The signing of this treaty by Robert Livingston, James Monroe and Barbe Marbois in Paris, acquired for the United States 828,000 square miles of French territory, for which America paid 60 million francs, or $11,250,000, plus the cancellation of debts worth 18 million francs, or $3,750,000, totaling $15,000,000 for the Louisiana territory.
Territories encompassed through this purchase were portions of 14 current states and two Canadian provinces, to include Arkansas, Missouri, Iowa, Oklahoma, Kansas, Nebraska, Minnesota west of the Mississippi, Montana, Wyoming, Colorado east of the Continental Divide, Louisiana west of the Mississippi, and the Canadian provinces of Alberta and Saskatchewan, totaling 23 percent of the territory of the current United States today.

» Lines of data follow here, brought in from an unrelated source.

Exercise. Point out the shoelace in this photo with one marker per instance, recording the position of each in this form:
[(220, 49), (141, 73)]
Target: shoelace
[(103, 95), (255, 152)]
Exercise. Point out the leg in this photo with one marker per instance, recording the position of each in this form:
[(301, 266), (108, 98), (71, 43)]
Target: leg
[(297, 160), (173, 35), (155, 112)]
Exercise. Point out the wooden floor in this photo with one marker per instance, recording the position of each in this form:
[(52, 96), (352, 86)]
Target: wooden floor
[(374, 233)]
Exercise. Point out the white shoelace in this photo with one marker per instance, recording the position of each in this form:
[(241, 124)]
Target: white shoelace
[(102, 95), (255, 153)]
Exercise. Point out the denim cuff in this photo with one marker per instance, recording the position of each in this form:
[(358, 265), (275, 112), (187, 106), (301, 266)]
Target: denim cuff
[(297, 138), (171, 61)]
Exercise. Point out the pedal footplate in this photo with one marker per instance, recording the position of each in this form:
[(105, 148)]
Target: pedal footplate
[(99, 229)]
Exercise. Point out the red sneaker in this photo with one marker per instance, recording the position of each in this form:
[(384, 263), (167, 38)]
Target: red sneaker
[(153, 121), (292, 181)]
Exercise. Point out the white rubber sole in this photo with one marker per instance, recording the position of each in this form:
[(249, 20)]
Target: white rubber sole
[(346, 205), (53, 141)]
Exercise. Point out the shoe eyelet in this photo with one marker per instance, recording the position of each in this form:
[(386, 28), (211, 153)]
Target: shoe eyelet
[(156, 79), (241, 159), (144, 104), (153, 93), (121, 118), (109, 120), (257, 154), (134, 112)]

At the time, the purchase was a vital moment in the presidency of Thomas Jefferson, although he felt uneasy about France and Spain having the power to block American trade access to the port of New Orleans.
Federalists strongly opposing the purchase believed that it would be an unconstitutional move that would inflame divisions over slavery between the north and the south and would cause a clash between western farmers and merchants of New England. These debates eventually resulted in a duel between Vice President Aaron Burr and Alexander Hamilton, during which Hamilton lost his life.
Despite the opposition president Jefferson received from many lawmakers and citizens, the Louisiana Purchase is now considered the greatest real estate deal in history.